As we stare down the end of 2022 and what lies ahead, much has changed. As of publishing, the S&P has fallen over 20% since January with inflation on the rise. Politically, partisan vitriol and even violence are rising around the world with divided government and gridlock likely in the U.S. Meanwhile, geopolitically, the world feels more unstable than it has in generations. These forces have transformed even once-safe harbors like ESG into partisan minefields. The result is that every brand is cutting costs and re-evaluating which are essential investments.

Graph view of Year-to-date losses from S&P 500 that exceed 20%

Year-to-date losses from S&P 500 exceed 20% (Data from https://www.spglobal.com/spdji/en/indices/equity/sp-500/#overviewhttps://www.spglobal.com/spdji/en/indices/equity/sp-500/#overview)

Can our commitment to corporate purpose survive? I believe the answer is yes, but not from the altruism of rare courageous leaders. Across sectors, purpose investments will only survive if business leaders successfully demonstrate their short-term business ROI. Fortunately, our evolving environment presents three critical opportunities to do this with both precision and impact.

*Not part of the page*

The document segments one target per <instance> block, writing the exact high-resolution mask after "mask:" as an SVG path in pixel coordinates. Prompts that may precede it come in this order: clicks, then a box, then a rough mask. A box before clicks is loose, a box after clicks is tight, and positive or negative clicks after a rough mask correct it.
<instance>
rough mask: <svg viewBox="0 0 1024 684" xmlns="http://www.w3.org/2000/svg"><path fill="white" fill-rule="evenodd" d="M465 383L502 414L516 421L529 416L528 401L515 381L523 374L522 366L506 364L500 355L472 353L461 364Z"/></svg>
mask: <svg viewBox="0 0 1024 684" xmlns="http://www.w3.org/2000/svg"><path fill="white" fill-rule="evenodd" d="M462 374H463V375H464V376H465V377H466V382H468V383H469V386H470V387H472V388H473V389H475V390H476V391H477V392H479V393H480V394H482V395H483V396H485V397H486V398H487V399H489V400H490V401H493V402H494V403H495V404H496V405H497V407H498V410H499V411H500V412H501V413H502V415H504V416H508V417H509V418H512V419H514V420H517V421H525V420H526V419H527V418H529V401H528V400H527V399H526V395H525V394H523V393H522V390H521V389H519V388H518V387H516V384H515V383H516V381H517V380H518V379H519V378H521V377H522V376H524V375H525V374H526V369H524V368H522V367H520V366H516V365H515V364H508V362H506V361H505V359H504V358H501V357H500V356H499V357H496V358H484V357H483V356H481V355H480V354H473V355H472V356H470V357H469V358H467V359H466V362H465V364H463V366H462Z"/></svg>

  1. Avoid harmful regulation: As we approach divided government at home and tension abroad, governments will shift from legislation to regulation as their primary tools. Many of these regulators have been waiting for a free hand. The reality is that most governments can only manage a few targets at once as will usually start with the easiest targets. Purpose activities, and the allies they can cultivate, can help you stay off the top of the list. Progress can be measured in reputational shift among target audiences as well as the brand value of the validators.
  2. Navigate divergent state legislative environments: State governments are fast becoming a pain point for brands. Not only can they move quickly as they are often controlled by one party, but they are doing so in vastly different directions! Most commentary about state and local issues concerns avoiding partisan social issues like PAC contributions and January 6th or the Roe decision. But the real opportunity - and how to actually build relationships at the local level - is your investments and engagement in their communities. These local programs need to be huge to have an outsized impact for communities and local legislators. Again, progress can be measured with local reputional shifts as well as the strength of these relationships.
  3. Keep the best talent: There will always be a war for the best talent. In fact, it is the rise in employee costs that has put brands under such financial pressure today. We’ve all seen research on the importance of purpose not just for talent recruitment, but for retention. Yet, we rarely do the math.  The cost of both attrition and additional compensation can be directly tied to brand affinity and purpose. Brands that are talent magnets will have both lower attrition and be forced to pay less of a premium to attract new talent. Both of these metrics are easily calculated in partnership with HR and usually amount to a figure an order of magnitude larger than a brands communications budget.   

In all of these cases, the onus is on business leaders to demonstrate the ROI of purpose programs before the worst of the financial pressure hits. To do this, we must go beyond antiquated anecdotal arguments. Boards and CFOs need quantitative metrics in each of these areas. Fortunately for purpose initiatives, that is now possible.